The planet is heating up, thanks to human-generated emissions of greenhouse gases. But as a new NOAA-led study, “An observationally based energy balance for the Earth since 1950” (subs. req’d, release here) concluded:
[S]ince 1950, the planet released about 20 percent of the warming influence of heat-trapping greenhouse gases to outer space as infrared energy. Volcanic emissions lingering in the stratosphere offset about 20 percent of the heating by bouncing solar radiation back to space before it reached the surface. Cooling from the lower-atmosphere aerosols produced by humans balanced 50 percent of the heating. Only the remaining 10 percent of greenhouse-gas warming actually went into heating the Earth, and almost all of it went into the ocean.
Note that this Journal of Geophysical Research-Atmospheres study was done “without using global climate models.”

Figure 1: “Total Earth Heat Content [anomaly] from 1950 (Murphy et al. 2009).

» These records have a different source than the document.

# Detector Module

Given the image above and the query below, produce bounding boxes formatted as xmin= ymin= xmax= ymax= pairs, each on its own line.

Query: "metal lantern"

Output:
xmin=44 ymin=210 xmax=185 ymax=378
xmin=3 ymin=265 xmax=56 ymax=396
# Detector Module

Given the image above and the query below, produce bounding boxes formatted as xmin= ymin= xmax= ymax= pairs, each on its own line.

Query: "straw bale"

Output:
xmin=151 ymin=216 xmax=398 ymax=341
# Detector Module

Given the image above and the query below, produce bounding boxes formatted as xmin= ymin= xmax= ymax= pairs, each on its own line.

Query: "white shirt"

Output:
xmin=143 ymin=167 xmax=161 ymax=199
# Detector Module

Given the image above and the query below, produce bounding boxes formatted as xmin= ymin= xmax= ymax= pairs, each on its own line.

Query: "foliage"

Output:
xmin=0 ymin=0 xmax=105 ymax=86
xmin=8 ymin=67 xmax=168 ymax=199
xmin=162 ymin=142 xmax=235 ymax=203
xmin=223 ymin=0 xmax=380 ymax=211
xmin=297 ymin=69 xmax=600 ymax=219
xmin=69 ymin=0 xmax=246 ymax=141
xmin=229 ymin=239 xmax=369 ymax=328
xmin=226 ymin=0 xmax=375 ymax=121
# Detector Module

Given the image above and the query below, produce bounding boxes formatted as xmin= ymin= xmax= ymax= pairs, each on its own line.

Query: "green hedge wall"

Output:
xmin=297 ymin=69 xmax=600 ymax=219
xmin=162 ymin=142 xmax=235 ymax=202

Ocean data taken from Domingues et al 2008.”
That figure comes from the first of two posts by the terrific website Skeptical Science, which I repost below. Skeptical Science is an excellent, well-organized site to send convincible people for a shredding of the standard, long-debunked denier talking points.
Now I’m sure the deniers and delayers out there are shrieking, “There are peer reviewed analyses that document that upper ocean warming has halted since 2003!” — a claim I dealt with in my July post, “Like father, like son: Roger Pielke Sr. also doesn’t understand the science of global warming “” or just chooses to willfully misrepresent it.”
Subsequently, however, another JGR article, “Global hydrographic variability patterns during 2003-2008” (subs. req’d, draft here) details an analysis of “monthly gridded global temperature and salinity fields from the near-surface layer down to 2000 m depth based on Argo measurements.” Background on Argo here. Their findings are summed up in this figure:

Figure [2]: Time series of global mean heat storage (0-2000 m), measured in 108 Jm-2.
Still warming, after all these years! And just where you’d expect it. The study makes clear that upper ocean heat content, perhaps not surprisingly, is simply far more variable than deeper ocean heat content, and thus an imperfect indicator of the long-term warming trend.
UPDATE: Yes, I am aware of the recent upper-ocean heat content data on the web. Please note that plots of very recent, highly variable upper-ocean content heat data down to 700 meters from unpeer-reviewed sources do not trump peer-reviewed analysis of much longer-term data down to 2000 m. Is it too much to ask people to actually read this entire post before posting comments?